A Baía de Biscaia teve navegação lenta, com ventos fracos, mas a reputação do Atlântico Norte foi salva por uma forte tempestade com ventos de 25 a 40 nós (46 a 74 km/h) no Cabo Finisterra (Espanha), onde os skippers começaram a mostrar a que vieram. Contudo, o mau tempo pouco durou e, na verdade, a descida do Atlântico ao largo das costas portuguesa e africana foi marcada por calmarias e indecisões. Onde tem vento? Ninguém encontrava. Assim, um novo líder emergia a cada dia.

Vista a partir do MACSF. Foto: Isabelle Joschke

Rei Jean e primeiros dramas

A torcida francesa comemorou quando, de repente, seguindo para uma rota inesperada e improvável, próximo da costa africana e passando pelas Ilhas Canárias e Cabo Verde, o apelidado "roi Jean” (rei Jean) tomou a liderança. Um dos mais conhecidos e festejados navegadores franceses, Le Cam, aos 66 anos de idade, é o mais velho e experiente desta competição. Ele participou de seis Vendée Globe. Em uma delas, em 2009, naufragou e foi salvo por outro participante (Vincent Riou); em 2020, foi a vez do próprio Le Cam salvar outro companheiro náufrago (Kevin Escoffier). Seu atual veleiro, o Tout Commence en Finistère - Armor Lux, é o mais novo da flotilha e, apesar projeto moderno, não tem hidrofólios.

O primeiro drama desta Vendée Globe envolveu Maxime Sorel, capitão do V e B - Monbana - Mayenne. Houve uma quebra em peças que sustentam a vela mestra, e ao tentar repará-las, Sorel caiu do mastro e sofreu ruptura de ligamentos na perna direita.
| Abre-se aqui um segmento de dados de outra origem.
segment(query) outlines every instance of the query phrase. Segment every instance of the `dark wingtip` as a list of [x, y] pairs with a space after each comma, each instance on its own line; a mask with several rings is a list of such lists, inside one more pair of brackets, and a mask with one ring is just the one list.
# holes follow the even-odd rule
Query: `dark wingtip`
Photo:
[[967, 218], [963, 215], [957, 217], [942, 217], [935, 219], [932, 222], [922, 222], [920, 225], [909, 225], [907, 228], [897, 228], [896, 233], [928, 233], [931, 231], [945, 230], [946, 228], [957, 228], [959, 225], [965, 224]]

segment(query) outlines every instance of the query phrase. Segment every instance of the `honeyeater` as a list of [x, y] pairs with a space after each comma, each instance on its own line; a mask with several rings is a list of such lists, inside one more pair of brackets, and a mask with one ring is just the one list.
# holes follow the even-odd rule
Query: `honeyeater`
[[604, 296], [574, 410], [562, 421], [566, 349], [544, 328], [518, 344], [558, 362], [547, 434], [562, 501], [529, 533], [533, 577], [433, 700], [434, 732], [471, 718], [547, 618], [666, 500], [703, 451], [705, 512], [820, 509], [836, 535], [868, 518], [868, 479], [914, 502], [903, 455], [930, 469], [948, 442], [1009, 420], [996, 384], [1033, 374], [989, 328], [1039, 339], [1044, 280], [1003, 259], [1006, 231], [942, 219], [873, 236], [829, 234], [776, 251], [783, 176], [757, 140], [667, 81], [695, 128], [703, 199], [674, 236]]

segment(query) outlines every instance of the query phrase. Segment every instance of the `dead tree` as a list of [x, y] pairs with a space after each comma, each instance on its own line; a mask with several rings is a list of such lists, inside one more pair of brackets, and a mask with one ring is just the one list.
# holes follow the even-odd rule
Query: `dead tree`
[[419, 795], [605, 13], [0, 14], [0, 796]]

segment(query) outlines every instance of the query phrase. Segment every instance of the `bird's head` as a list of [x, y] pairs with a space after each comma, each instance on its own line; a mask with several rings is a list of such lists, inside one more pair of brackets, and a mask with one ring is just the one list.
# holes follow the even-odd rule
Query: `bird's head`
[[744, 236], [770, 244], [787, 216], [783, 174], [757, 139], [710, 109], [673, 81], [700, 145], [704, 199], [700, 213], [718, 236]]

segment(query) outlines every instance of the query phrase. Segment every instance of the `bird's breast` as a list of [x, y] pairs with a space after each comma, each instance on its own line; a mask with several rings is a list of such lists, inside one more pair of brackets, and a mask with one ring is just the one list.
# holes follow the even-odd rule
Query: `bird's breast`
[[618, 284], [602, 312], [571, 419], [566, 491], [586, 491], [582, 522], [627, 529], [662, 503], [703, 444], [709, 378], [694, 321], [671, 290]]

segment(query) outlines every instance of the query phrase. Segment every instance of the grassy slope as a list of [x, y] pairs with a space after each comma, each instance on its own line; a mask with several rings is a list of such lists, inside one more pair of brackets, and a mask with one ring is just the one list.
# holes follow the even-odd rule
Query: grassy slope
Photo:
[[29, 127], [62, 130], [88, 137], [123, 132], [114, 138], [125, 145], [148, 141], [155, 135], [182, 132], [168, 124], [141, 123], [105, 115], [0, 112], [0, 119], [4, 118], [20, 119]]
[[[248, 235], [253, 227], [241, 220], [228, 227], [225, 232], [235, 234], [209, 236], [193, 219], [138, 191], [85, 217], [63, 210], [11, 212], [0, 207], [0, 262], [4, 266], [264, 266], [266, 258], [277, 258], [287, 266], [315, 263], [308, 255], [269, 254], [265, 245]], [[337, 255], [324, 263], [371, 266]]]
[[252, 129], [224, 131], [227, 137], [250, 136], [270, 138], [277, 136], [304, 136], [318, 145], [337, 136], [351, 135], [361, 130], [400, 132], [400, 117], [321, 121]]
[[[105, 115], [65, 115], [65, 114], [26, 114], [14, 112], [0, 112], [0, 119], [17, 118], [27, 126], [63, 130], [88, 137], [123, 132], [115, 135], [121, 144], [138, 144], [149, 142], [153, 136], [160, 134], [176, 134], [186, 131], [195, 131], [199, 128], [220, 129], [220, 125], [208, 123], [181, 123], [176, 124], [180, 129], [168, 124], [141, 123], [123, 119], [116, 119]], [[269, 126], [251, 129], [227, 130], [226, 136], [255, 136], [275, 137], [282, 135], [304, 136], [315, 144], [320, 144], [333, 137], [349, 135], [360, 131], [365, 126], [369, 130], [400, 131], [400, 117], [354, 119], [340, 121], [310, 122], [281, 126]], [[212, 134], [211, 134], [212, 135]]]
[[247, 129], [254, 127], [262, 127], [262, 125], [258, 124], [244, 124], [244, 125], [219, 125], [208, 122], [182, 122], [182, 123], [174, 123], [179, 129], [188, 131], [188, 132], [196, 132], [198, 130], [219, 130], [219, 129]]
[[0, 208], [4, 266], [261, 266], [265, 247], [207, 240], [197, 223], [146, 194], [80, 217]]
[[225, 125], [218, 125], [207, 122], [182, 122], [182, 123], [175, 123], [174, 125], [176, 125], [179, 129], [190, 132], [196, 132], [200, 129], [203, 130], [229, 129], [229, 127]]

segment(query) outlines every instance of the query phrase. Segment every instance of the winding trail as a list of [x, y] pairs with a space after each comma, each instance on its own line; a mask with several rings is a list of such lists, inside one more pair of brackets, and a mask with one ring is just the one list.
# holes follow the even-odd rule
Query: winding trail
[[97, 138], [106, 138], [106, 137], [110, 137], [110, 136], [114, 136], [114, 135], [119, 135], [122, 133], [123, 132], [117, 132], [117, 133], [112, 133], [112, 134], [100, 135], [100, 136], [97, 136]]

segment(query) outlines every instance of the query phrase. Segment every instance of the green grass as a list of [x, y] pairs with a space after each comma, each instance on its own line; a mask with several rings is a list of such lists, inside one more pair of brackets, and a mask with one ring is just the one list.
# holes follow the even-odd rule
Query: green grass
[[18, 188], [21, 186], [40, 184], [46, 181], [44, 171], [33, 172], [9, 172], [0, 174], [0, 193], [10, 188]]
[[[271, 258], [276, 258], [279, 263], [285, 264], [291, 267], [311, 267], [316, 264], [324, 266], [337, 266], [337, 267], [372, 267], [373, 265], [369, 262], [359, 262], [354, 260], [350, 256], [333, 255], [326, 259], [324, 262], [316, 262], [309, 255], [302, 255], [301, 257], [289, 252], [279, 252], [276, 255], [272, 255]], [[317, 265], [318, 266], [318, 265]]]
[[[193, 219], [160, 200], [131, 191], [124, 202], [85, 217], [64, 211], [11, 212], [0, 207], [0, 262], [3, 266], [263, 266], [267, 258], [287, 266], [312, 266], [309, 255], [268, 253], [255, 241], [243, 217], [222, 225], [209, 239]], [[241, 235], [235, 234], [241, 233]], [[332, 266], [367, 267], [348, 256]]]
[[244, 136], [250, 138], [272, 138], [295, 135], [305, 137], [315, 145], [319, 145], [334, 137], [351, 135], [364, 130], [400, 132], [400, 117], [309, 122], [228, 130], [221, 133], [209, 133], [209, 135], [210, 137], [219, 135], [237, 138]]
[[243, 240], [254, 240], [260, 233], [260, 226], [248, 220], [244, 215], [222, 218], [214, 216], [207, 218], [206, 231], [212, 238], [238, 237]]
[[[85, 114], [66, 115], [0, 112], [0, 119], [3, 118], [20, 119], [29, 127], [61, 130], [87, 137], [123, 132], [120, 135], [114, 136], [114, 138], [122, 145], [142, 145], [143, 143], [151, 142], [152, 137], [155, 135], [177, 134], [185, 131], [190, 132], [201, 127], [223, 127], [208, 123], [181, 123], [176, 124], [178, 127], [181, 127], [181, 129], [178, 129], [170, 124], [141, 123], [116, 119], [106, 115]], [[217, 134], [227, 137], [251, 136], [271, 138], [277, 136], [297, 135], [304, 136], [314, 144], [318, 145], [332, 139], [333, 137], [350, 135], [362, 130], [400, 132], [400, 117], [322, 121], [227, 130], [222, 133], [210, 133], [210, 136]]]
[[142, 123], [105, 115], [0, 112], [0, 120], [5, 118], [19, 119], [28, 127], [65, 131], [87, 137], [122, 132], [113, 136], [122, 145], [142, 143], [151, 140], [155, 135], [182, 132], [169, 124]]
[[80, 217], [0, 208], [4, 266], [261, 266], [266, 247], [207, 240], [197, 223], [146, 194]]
Ele ainda tentou revolver o problema que o impedia de usar a vela, mas as fortes dores não lhe permitiam sequer movimentar-se pelo convés. Com isto, Sorel, que é um dos bons navegadores da França, viu-se forçado a rumar para a Ilha da Madeira, onde abandonou a disputa menos de uma semana após a largada.

Em 16 de novembro, sétimo dia de regata, perto de Cabo Verde, a organização recebeu a comunicação sobre danos em um segundo barco. Desta vez foi o Bureau Vallée, de Louis Burton (França), que reportou problemas estruturais no casco. Depois de ouvir fortes estalos durante a noite, ele constatou, pela manhã, que o convés sofrera grandes rachaduras. A notícia causou impacto na flotilha, já que Burton era um dos favoritos: posicionado entre os líderes da regata naquele momento, o velejador francês foi obrigado a praticamente parar seu barco para dedicar-se a reparos quase impossíveis. Inicialmente, ele cogitou abandonar, mas não demorou muito para sua equipe e organização serem avisados de que os danos foram consertados com sucesso e que o Bureau Vallée, embora mais de 300 milhas (555 km) atrasado em relação aos rivais, estava de volta à regata.

Recordes de singradura

No geral, a alegria e o bom humor andam soltos entre os participantes. O skipper do Holcim-PRB, Nicolas Lunven (França), estreante na Vendée Globe, teve um início incrível. No dia 13 de novembro, quarto dia de regata, ele bateu um recorde de distância percorrida em 24 horas (singradura) solo em veleiro monocasco, ao completar 546,60 milhas (1.012,30 km), mostrando o potencial excepcional do seu barco, que já detém o recorde de singradura tripulada (640,48 milhas, ou 1.186 km), obtido na quinta etapa da regata volta ao mundo Ocean Race em 2023, com velocidade média de 26,68 nós (49,41 km/h).

Evidentemente, ninguém quer ficar atrás. Na mesma semana, Yoann Richomme (outro francês entre os favoritos), no comando do Paprec Arkéa, superou a marca do Holcim-PRB, navegando 551,84 milhas (1.022 km), entre os dias 19 e 20, em condições quase perfeitas. No entanto, poucas horas depois ele estava praticamente parado, sob sol forte e nenhuma brisa, flutuando em um quase lago de calma, em pleno Atlântico Norte.

De fato, até quinta-feira, dia 21, a regata se caracterizou pela dificuldade em se encontrar vento favorável para o rumo Sul, onde os ventos "rugidores" aguardam os navegadores. Contudo, a partir desse dia, os barcos encontraram o impulso que procuravam e passaram a descer ao largo da costa brasileira com muita velocidade. E o líder? O Macif Santé Prévoyance, de Charlie Dalin (França), assumiu de repente a frente de batalha.

No domingo, 24 de novembro, a Vendée Globe completou duas semanas desde a largada e o grupo que lidera a regata pegou o expresso para o Cabo da Boa Esperança. Uma grande área de baixa pressão surgiu no leste do Brasil, levando com ela os Imoca ávidos de vento.